A review of the pilot's logbook indicated that his last recorded flight was on October 28, 1997. The pilot recorded 6 hours in the last 90 days, and his total flight time was 362.5 hours.
The last annual inspection was completed on February 12, 1997. The recently overhauled engine was re-installed at that time.
Weather recorded at 0753, from Ohio State University, 11 miles southeast of the accident, was: Winds-280 degrees at 7 knots; Visibility-6 statute miles; Obscuration-Mist (BR); Ceiling-4,800 feet overcast; Temperature-26 degrees Fahrenheit; Dewpoint-22 degrees Fahrenheit.
Weather recorded at 0853 was: Winds-300 degrees at 9 knots; Visibility-3 statute miles; Precipitation-light snow; Obscuration-Mist (BR); Lowest Sky Condition-few at 1,200 feet; Ceilling-4,000 feet overcast; Temperature-26 degree Fahrenheit; Dewpoint-22 degrees Fahrenheit.
The accident site was about 5 miles east of the departure airport. The airplane wreckage was examined at the accident site on November 25, 1997. The examination revealed that all major components of the airplane were accounted for at the scene, and that the fuselage of the airplane came to rest upright, facing an approximate magnetic heading of 180 degrees, at a ground elevation of about 900 feet above MSL.
The airplane impacted in a wheat field, bordered by trees approximately 40 feet tall. The initial impact crater (IIC) and debris field were oriented on a 270 magnetic heading and were about 700 feet in length. Small tree branches, containing fresh angular cuts, were found east of the IIC. About 10 feet prior to the IIC, were three ground scratches similar in width, separation, and orientation as the landing gear. Parts of the left wing tip light, gearing to the propeller governor, a piece of the oil pan, and a 18 inch part of the tubular steel engine mount structure were found in or near the IIC.
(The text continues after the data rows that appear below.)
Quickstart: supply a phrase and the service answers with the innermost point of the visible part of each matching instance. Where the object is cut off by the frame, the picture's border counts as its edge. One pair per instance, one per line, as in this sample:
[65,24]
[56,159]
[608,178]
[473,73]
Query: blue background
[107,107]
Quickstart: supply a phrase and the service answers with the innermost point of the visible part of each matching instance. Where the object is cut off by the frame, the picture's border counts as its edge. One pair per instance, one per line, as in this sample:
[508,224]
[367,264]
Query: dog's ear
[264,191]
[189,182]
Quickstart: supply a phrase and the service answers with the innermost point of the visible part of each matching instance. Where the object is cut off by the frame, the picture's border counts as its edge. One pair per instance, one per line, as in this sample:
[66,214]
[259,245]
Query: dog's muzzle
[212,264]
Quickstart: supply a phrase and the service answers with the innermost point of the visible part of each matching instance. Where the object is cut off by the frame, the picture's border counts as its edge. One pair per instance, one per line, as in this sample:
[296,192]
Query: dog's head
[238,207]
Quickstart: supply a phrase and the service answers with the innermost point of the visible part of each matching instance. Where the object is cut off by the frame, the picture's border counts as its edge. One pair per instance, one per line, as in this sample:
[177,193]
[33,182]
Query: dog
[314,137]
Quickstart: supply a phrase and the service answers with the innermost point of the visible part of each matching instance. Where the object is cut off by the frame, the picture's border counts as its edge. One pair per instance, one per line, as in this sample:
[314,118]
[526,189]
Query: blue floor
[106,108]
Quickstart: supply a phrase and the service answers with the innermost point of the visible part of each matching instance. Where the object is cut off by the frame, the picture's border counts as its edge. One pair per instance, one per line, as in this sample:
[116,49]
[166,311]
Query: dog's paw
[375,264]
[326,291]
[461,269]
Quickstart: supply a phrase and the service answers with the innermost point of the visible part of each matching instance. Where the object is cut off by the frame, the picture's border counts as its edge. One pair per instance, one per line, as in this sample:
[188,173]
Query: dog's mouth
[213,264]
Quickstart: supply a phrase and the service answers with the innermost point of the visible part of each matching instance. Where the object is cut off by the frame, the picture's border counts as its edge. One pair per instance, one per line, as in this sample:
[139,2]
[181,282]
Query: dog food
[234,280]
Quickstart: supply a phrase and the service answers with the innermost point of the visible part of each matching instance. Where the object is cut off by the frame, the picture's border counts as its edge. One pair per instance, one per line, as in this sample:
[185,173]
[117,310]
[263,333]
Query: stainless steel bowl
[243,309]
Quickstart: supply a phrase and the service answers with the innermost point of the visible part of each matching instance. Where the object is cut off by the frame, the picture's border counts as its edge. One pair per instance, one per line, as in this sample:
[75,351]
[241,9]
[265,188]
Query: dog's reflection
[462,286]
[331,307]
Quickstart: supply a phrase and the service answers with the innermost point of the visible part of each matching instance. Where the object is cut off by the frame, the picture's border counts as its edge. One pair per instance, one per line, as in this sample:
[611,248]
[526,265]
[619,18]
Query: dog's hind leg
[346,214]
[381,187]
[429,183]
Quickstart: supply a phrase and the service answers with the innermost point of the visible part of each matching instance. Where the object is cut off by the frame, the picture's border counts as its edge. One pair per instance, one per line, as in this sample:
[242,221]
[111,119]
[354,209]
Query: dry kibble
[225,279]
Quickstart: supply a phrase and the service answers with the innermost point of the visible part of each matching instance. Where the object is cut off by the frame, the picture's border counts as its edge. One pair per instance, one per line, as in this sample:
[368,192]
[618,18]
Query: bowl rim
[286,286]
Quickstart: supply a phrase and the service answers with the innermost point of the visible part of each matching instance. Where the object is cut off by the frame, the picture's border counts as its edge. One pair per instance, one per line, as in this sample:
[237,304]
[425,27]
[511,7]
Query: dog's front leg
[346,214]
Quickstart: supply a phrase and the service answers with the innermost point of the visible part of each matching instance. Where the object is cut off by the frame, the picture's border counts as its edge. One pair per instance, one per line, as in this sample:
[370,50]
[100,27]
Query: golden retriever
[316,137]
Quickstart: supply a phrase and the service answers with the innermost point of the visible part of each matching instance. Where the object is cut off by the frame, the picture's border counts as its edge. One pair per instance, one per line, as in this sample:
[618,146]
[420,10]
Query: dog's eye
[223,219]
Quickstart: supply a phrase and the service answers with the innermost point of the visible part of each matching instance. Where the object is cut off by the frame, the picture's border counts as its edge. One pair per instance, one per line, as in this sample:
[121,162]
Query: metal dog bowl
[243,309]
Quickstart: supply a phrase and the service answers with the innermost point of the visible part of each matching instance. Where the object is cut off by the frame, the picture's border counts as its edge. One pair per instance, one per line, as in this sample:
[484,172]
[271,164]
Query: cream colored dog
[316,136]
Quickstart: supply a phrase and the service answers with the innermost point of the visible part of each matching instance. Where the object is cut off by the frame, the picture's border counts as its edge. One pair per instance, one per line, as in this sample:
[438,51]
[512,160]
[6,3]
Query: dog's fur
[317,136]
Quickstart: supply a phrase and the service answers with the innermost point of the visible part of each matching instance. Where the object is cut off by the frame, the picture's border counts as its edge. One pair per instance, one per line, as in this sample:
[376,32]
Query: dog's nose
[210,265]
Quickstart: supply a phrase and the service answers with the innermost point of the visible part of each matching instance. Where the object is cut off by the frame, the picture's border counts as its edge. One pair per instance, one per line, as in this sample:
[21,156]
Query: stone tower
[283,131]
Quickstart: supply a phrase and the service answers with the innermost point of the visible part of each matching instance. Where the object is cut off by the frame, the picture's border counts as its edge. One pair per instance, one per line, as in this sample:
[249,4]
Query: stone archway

Both wings were separated. The front cockpit and passenger area of the fuselage were severely deformed and crush. The rudder, right stabilator, and elevator were still attached to the empennage. About 1/4 of the left stabilator and elevator remained attached, but was pushed aft and vertical, parallel to the rudder. Pieces of the airplane and its contents were spewed over hundreds of feet. Flight control continuity was traced throughout the broken structure, with control cables containing mare's tails on both sides of the fracture, similar to overload conditions.
The engine came to rest approximately 630 feet west of the IIC and was examined at the accident site. All breakage and crushing sustained appeared impacted related, with no indications of oil or heat distress noted. The three bladed propeller separated from the engine and was found in the debris field. All blades displayed leading edge damage, with tip curl and "S" bending.
No airframe or engine malfunction were found during the examination of the wreckage.
MEDICAL AND PATHOLOGICAL INFORMATION
An autopsy was performed on the pilot, on November 25, 1997, by Patrick M. Fardal, M.D., J.D., Chief Forensic Pathologist Franklin County, Columbus, Ohio.
The toxicological test report from the FAA Toxicology Accident Research Laboratory, Oklahoma City, Oklahoma, revealed negative for drugs and alcohol except 3.000 (ug/ml, ug/g) Acetaminophen detected in Blood.
The wreckage was released on November 25, 1997, to a representative of AIG Aviation, the owner's insurance company.